Young Miles - Lois McMaster Bujold [275]
"Don't throw me out there!" Miles protested urgently. "The Oserans are after my hide. I swear, I didn't know the plasma arcs were defective!"
"What plasma arcs?" asked the captain.
"I'm an arms dealer. I sold them some plasma arcs. Cheap. Turns out they had a tendency to lock on overload and blow their user's hand off. I didn't know, I got them wholesale."
The Ranger captain's right hand opened and closed in sympathetic identification. He rubbed his palm unconsciously on his trousers, back of his plasma arc holster. He studied Miles, frowning sourly. "Head first it is," he said after a moment. "Lieutenant, you and the corporal take this little mutant to the portside personnel lock, pack him in a bod-pod, and eject him. We're going home."
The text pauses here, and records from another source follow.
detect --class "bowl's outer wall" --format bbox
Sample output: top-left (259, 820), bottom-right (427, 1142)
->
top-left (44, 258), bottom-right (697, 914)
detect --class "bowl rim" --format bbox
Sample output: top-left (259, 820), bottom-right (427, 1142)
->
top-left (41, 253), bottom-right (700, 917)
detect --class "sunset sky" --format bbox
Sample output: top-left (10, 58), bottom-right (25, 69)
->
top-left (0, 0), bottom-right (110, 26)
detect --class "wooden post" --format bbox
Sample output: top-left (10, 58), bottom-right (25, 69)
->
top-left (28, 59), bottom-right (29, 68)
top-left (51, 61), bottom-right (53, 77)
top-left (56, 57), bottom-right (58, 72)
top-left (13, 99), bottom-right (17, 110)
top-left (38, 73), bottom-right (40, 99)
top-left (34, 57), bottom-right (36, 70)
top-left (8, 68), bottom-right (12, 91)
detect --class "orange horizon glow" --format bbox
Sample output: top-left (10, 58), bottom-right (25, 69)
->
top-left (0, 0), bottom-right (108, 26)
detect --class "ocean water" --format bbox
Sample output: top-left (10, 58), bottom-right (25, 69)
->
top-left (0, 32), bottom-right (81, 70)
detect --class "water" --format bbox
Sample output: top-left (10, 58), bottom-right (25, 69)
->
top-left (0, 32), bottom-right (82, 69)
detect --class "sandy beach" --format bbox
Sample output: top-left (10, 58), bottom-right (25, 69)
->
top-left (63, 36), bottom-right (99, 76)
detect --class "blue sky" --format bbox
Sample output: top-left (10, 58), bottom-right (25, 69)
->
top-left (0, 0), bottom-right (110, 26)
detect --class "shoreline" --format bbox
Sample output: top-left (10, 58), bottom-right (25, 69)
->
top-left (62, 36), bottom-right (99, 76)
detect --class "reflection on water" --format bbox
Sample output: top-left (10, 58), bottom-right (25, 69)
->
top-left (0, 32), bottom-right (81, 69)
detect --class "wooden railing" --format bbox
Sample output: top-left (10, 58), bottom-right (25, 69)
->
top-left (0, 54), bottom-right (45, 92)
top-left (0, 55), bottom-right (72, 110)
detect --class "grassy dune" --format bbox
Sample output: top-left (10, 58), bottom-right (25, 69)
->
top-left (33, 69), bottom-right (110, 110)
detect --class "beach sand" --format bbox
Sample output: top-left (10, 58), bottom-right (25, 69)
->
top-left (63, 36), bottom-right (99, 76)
"No," said Miles weakly, as they each took an arm. Yes! He dragged his feet, careful not to offer enough resistance to risk his bones. "You're not going to space me . . . !" The Ariel, my God . . .
"Oh, the Aslunder merc'll pick you up," said the captain. "Maybe. If they don't decide you're a bomb, and try to set you off in space with plasma fire from their ship or something." Smiling slightly at this vision, he turned back to the comm, and intoned in a bored traffic-control sing-song, "Ariel, ah, this is the C6-WG. We chose to, ah, change our filed flight plan and return to Vervain Station. We therefore have no need for pre-docking inspection. We are going to leave you a, ah, small parting gift, though. Quite small. What you choose to do with it is your problem. . . ."
The door to Nav and Com closed behind them. A few meters of corridor and a sharp turn brought Miles and his handlers to a personnel hatch. The corporal held Miles, who struggled; the lieutenant opened a locker and shook out a bod-pod.
The bod-pod was a cheap inflatable life-support unit designed to be entered in seconds by endangered passengers, suitable either for pressurization emergencies or abandoning ship. They were also dubbed idiot-balloons. They required no knowledge to operate because they had no controls, merely a few hours of recycleable air and a locator-beeper. Passive, foolproof, and not recommended for claustrophobes, they were very cost-effective in saving lives—when adequate pick-up ships arrived in time.
Miles emitted a realistic wail as he was stuffed into the bod-pod's dank, plastic-smelling interior. A jerk of the rip cord, and it sealed and inflated automatically. He had a brief, horrible flashback to the mud-sunken bubble-shelter on Kyril Island, and choked back a real scream. He was tumbled as his captors rolled the pod into the air lock. A whoosh, a thump, a lurch, and he was free-falling in pitch darkness.
The spherical pod was little more than a meter in diameter. Miles, half-doubled-up, felt around, his stomach and inner ear protesting the spin imparted by the ejecting kick outward, till his shaking fingers found what he hoped was a cold-light tube. He squeezed it, and was rewarded with a nauseous greenish glow.
The silence was profound, broken only by the tiny hiss of the air recycler and his ragged breathing. Well . . . it's better than the last time somebody tried to shove me out an air lock. He had several minutes in which to imagine all the possible courses of action the Ariel might take instead of picking him up. He had just discarded skin-crawling anticipation of the ship opening fire on him in favor of abandonment to cold dark asphyxiation, when he and his pod were wrenched by a tractor beam.
The tractor beam's operator, clearly, had ham hands and palsy, but after a few minutes of juggling, the return of gravity and outside sound reassured Miles he'd been safely stowed in a working air lock. The swish of the inner door, garbled human voices. Another moment, and the idiot balloon began to roll. He yelped loudly, and curled up into a protective ball to roll with the flow till the motion stopped. He sat up, and took a deep breath, and tried to straighten his uniform.